Rev3Games
- Country: United States
- Network: YouTube

Programming
- Language: English
- Picture format: 1080p (HDTV)

Ownership
- Owner: Discovery Digital Networks

History
- Launched: March 13, 2012; 14 years ago
- Closed: November 6, 2014; 11 years ago

Links
- Website: revision3.com/games

Availability

Streaming media
- YouTube channel: Rev3Games

= Rev3Games =

Rev3Games was a streaming television channel owned by Revision3, a subsidiary of Discovery Digital Networks, with shows about video games. The channel launched on March 13, 2012. On November 12, 2012, Revision3 announced that it had hired Adam Sessler, a previous staff member of TechTV who had continued through to G4 to host the television series X-Play. Sessler was the editor-in-chief and executive producer of Rev3Games, until leaving Discovery Digital Networks in April 2014. The channel includes reviews and previews of upcoming games, interviews, and general discussion of video games. The channel's final hosts were Tara Long and Nick Robinson. Past hosts were Max Scoville, Scott Bromley, and Anthony Carboni. Discovery Digital Networks ended the operations of Rev3Games on November 6, 2014, for reasons that have not been disclosed.

==Programming==

===Address the Sess===
Sessler engages in conversation with fans live on Google+ Hangouts.

===Casual Friday===
Rev3Games staff discuss a gaming related topic.

===Coffee Talk===
Nick Robinson talks with people from the office about gaming related topics.

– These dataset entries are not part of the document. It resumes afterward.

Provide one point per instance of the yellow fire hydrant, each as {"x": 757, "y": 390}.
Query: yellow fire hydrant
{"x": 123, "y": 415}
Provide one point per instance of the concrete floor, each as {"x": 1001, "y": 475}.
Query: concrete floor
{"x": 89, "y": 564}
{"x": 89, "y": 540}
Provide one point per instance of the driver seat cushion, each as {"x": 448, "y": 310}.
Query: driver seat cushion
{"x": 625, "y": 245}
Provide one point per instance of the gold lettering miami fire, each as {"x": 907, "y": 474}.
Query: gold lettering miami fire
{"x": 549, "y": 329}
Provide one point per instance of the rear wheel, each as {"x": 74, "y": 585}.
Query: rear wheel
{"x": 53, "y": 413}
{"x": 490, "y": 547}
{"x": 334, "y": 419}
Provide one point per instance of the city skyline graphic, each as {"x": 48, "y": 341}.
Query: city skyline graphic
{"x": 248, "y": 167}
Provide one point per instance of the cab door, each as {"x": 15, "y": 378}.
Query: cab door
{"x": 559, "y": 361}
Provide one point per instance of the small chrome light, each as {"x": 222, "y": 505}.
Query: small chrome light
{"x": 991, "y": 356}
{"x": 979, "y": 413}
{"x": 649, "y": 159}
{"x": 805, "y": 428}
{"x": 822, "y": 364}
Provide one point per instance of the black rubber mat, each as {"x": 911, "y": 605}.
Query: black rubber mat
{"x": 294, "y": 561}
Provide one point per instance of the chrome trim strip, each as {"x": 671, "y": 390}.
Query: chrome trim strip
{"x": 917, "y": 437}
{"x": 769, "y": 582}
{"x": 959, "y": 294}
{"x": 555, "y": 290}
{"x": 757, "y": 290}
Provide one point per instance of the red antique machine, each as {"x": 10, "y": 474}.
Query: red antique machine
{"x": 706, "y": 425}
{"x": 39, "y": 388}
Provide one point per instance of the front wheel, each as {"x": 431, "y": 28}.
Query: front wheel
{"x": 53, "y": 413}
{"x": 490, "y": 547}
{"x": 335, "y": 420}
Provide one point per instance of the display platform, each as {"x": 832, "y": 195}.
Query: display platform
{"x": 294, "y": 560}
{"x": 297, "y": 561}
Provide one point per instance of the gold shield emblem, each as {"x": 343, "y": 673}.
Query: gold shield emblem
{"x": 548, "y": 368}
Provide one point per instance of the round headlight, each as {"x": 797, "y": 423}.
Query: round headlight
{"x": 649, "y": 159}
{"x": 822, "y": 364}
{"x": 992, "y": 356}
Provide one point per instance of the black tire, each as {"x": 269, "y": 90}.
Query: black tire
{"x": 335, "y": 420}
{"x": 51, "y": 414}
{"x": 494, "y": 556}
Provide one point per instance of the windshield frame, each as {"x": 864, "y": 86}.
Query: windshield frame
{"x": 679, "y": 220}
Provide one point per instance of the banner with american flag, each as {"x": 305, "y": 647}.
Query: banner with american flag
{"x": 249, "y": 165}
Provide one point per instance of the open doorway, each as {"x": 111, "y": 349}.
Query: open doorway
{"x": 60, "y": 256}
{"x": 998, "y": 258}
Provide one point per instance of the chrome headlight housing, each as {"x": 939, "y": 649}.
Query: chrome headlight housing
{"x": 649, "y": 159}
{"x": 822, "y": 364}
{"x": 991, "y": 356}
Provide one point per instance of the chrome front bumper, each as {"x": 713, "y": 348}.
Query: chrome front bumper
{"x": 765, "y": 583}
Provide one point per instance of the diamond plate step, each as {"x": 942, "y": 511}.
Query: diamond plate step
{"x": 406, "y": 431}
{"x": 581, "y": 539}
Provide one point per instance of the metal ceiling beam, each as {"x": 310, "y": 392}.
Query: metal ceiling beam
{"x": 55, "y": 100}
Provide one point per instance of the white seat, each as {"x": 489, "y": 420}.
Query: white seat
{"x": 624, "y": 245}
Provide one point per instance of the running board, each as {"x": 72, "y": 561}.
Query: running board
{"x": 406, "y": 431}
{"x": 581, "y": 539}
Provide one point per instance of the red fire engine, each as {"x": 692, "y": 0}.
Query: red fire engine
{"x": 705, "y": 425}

===Max Scoville's Study Hall===
Max Scoville recommends products within different forms of pop culture, in relation to an upcoming game.

===Rev3Games Originals===
Sessler interviews video game developers.

===Rev3Games Previews===
Rev3Games' hosts give their impressions on upcoming games.

===Rev3Games Reviews===
Rev3Games' host give their opinions on recently released games and give a score on a scale of 1 to 5. Sessler structured the reviews similarly to X-play's reviews because that is what he was familiar with and he dislikes the 10 point scale.

===Sessler's ...Something===
Sessler shares his thoughts on games and the gaming industry.

===Spoiled Games===
Sessler and 2 guests discuss everything about a specific game.